I personally run a Hesston 5580 with a JD4020 and the only time it ever strains is on a really big hill. I think the 4020 is about 90hp. It will easily spin the baler at an idle.


----------



## rjmoses (Apr 4, 2010)

I have to run higher HP tractors here because the baler would push me around too much. Most of my ground is at least a 5% grade with some parts 25% or more. I have the back side of some drydams that we couldn't get a 3-1 slope on. Even so, I can feel the baler pushing me in certain places when I have a full bale.

I figure the minimum recommended HP tractor for a piece of equipment is what the manufacturer suggests on perfect ground. I add 50% for my ground.

I use a NH TS135A (135 HP) with a NH BR 780 baler or a IH 1066 (106 but turned up to about 125) with a NH 688. The 1066 is a little light. I pull a NH 570 with bale baskets behind a IH 966.

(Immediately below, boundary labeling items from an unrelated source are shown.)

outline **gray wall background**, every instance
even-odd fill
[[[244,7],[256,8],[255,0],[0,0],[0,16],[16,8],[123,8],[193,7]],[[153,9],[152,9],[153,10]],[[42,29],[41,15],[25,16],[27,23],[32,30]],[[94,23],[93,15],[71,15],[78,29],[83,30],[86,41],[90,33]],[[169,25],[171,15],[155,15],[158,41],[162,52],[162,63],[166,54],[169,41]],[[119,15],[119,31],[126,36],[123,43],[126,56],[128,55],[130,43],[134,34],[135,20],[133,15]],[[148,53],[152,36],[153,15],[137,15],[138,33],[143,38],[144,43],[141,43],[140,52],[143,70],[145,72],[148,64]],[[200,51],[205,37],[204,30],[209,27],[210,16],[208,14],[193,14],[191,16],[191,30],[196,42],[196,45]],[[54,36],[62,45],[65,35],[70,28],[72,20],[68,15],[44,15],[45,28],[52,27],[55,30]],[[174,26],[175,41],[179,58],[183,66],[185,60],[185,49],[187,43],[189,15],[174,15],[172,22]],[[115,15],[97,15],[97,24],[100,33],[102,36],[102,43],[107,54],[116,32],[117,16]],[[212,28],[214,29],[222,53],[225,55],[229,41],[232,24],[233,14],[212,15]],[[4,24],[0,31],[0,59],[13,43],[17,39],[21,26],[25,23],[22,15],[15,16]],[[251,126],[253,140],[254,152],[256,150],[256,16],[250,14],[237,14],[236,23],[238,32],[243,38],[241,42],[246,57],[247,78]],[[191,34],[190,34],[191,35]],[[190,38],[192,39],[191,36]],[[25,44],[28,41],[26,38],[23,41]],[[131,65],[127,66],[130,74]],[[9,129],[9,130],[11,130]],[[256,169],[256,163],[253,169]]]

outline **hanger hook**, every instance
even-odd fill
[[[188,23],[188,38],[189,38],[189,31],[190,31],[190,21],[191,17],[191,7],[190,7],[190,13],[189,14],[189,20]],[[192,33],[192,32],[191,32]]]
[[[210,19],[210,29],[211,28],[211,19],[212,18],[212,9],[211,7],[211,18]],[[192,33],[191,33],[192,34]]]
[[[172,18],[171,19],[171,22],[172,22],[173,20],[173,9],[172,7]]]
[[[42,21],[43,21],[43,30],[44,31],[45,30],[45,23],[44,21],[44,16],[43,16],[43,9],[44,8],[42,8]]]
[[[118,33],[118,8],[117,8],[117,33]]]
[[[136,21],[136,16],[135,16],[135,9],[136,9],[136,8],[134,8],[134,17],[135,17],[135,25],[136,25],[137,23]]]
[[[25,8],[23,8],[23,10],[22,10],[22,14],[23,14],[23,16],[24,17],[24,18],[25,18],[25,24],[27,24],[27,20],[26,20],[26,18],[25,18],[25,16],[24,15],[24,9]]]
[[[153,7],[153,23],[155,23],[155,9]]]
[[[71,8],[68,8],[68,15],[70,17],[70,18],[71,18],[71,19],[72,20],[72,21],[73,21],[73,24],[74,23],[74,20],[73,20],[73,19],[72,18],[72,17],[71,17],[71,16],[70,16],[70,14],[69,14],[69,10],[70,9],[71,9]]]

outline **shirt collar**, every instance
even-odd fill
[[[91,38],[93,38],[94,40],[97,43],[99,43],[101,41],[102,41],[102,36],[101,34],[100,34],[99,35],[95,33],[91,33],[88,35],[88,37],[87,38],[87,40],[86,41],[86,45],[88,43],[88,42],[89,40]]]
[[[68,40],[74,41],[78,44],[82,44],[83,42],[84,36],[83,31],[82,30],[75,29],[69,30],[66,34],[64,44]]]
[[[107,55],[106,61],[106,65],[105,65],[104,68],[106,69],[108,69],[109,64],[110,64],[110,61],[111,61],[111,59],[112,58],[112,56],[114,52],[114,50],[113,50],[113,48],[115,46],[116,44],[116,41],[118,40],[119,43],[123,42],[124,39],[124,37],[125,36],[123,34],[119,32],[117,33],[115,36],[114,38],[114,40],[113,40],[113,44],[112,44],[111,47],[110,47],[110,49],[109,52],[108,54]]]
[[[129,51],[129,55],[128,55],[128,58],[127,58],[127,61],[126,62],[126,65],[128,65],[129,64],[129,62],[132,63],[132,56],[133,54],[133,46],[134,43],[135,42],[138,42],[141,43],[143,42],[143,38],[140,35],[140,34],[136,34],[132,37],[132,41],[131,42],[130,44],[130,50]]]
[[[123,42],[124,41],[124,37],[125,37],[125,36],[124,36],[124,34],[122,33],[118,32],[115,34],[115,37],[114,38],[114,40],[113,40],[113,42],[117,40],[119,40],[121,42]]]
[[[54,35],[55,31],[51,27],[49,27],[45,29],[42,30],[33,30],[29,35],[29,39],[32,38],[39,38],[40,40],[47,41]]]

Other than traction, too little HP would probably mean that you have to run a lower gear, then your feed rate will drop and you'll be spinning the bale more, losing leaves (if alfalfa).


----------



## darwood (Jun 7, 2010)

Look for a used Hesston 530 or 540 round baler. Perfect for a small operation. The newer models may be numbered 730 and 740.


----------



## Hay DR (Oct 28, 2009)

jhill54 said:


> I'm brand new to the site and have really enjoyed browsing through some of the forums. I'm in my mid-50's and getting ready to retire. We work a small cow-calf farm and put up our own hay. I have limited hay space, about 1,200 square bales, and I'm thinking of going to a round baler. The most I would likely ever have, even in a good year, would be less than 2,000 square bales.
> 
> I have a JD 5205 (50 pto hp) and am not looking to go any bigger, as much because of the lay of the land as money considerations. Do I have enough tractor for a round baler? If so, what do you recommend in the way of used? As small as our farm is, should I just stick with square bales and build more storage?


You will have no problem pulling a Vermeer 5410 Rebel round baler in dry hay. Haylage would let your tractor know you need a little more HP for wet hay. Also you can pull the previous Vermeer models 5400 and 504 Super I round baler. You can do more with less HP with a Vermeer round baler.


----------



## jhill54 (Jun 5, 2010)

Thanks for your comments. I appreciate the help.


----------



## jhill54 (Jun 5, 2010)

Ridgerunner and rjmoses,

As much as anything, the grades were my concern. I have a fair amount of hillside, but I also have some pretty tight fields. If I go bigger on the tractor, I can see how it would help me move to a round baler and not have to worry about being pushed around, but it seems like it would make it tougher to get around the tight places. I am baling now with the JD 5205 and an old NH 273 and I hardly feel it. Before I bought the JD, I was baling with the NH 273 and a MF 150. Now that was a ride at times. Thanks for the comments, they are very helpful.


----------



## Ridgerunner (Jul 10, 2009)

jhill54 said:


> Ridgerunner and rjmoses,
> 
> As much as anything, the grades were my concern. I have a fair amount of hillside, but I also have some pretty tight fields. If I go bigger on the tractor, I can see how it would help me move to a round baler and not have to worry about being pushed around, but it seems like it would make it tougher to get around the tight places. I am baling now with the JD 5205 and an old NH 273 and I hardly feel it. Before I bought the JD, I was baling with the NH 273 and a MF 150. Now that was a ride at times. Thanks for the comments, they are very helpful.


Adding the correct amount of ballast to the tractor can go along way (i.e. fluid in the tires, wheel weights, front weights, etc.). Also, a good set of ag tires helps.


----------